Paşa’nın Kurtuluş Savaşı’nda yaptıklarını anlattığı kitaplarının yasaklanması hatta kireç odalarında yakılması izahta zorlanacağımız bir hadise. Cumhuriyetin ilanı üzerinden on yıl geçmiş olmasına rağmen maruz kaldığı muamele anlaşılır gibi değil. O dönemde yeni bir devletin kurulmasında emeği geçen Rauf Orbay’ın, Refet Bele’nin, Ali Fuat Cebesoy’un ve daha başkalarının da benzer uygulamalara tabi olduklarını biliyoruz. Anlaşılan “Boliva iki kişiyi çekmez” hikâyesi geçerliliğini korumaktadır.

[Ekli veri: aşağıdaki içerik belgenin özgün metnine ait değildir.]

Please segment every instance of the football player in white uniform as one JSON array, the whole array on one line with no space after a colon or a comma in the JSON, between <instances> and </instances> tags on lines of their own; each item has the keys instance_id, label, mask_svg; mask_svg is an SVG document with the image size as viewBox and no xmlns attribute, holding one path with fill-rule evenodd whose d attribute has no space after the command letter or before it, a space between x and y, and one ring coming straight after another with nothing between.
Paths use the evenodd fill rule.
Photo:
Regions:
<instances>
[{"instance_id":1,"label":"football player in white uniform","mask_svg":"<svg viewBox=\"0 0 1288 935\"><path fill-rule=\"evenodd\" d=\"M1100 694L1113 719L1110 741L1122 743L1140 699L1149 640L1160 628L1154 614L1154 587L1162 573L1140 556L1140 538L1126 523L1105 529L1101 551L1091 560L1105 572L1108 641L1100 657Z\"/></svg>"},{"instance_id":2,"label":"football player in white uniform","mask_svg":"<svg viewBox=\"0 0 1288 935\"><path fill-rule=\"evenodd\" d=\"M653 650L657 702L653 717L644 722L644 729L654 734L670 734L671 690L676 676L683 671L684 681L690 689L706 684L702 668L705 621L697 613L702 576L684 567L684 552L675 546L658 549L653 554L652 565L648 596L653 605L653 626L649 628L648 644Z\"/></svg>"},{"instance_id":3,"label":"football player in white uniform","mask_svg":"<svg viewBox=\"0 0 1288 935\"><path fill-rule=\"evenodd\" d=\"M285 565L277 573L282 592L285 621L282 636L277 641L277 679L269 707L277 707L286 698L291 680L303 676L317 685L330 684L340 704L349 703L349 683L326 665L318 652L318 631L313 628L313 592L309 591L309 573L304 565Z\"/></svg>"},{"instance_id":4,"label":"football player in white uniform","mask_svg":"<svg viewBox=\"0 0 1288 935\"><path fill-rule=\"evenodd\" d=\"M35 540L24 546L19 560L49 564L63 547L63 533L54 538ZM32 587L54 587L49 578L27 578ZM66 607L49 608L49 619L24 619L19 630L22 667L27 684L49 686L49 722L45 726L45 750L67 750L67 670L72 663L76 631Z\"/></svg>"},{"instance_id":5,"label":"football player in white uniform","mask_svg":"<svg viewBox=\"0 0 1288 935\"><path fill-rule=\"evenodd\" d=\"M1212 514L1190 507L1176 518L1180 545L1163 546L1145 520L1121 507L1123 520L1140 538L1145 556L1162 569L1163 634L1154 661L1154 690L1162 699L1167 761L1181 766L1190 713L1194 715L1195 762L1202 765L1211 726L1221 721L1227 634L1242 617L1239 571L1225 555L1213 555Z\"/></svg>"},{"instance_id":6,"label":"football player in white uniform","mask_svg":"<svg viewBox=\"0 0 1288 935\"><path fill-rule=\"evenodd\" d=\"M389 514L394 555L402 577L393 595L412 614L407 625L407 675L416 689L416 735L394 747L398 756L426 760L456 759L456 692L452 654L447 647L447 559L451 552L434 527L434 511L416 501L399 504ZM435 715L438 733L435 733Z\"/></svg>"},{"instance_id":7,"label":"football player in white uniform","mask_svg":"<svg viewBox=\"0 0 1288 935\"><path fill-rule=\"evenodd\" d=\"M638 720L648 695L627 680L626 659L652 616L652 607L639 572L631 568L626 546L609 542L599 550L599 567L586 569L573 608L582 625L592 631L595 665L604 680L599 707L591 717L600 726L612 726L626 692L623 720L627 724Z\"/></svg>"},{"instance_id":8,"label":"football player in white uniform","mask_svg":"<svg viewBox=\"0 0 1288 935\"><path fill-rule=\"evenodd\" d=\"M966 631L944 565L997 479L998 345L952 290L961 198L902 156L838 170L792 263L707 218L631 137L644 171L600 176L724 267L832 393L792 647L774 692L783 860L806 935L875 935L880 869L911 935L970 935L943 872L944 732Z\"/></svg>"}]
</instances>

Paşa’nın niçin milli mücadele dönemi ile ilgili kitap yazmaya ihtiyaç duyduğu sorusuyla girizgâh yapalım. Yıl 1933…
“Birkaç gün bütün gazeteleri takip ettim. Hiç ses çıkmıyor. “Milliyet” sarhoşluğunda devam ediyor. Yalan yanlış bütün muhaliflere çatıyor. Artık bu yalanları kökünden kesmek için kimsenin şu veya bu mütalaasına ehemmiyet vermeyerek hakkımı ve şerefimi, daha doğrusu milletin malı olan İstiklal Harbi’nin kutsiyetini müdafaaya karar verdim. Neticenin birçok elemli gün doğuracağını kestirdim, fakat susmak artık ebediyen şerefsiz ölmek demekti. Bütün ailem, refikam, çocuklarım, yakınlarım, sevenlerim daha sonra bütün ordu ve millet gözümün önünde canlandı. Şerefsiz yaşamak ne bana ve ne de refikam ve çocuklarıma layık değildi. Bunun için neye mal olursa olsun, pek çetin bir savaşa girmeye karar verdim ve aşağıdaki mektubu yazdım. Milliyet Gazetesine gönderdim. Bu mektup İstiklal Harbi’nin bir hakikat güneşiydi. Karanlıkta öten kuşları çıldırtacaktı. Onların yırtıcı pençelerine karşı benim elimde hakikat nuru vardı. Vuruşmaya hazırdım, hem de daimi zaferle. Çünkü karşıki cephe ne kadar kalabalık olursa olsun, hakikatin delici nurları karşısında yüksekten bakamayacaklardı. Belki sonunda hayatıma kıyacaklardı. Bence buda en son zaferim olacaktı.”[1]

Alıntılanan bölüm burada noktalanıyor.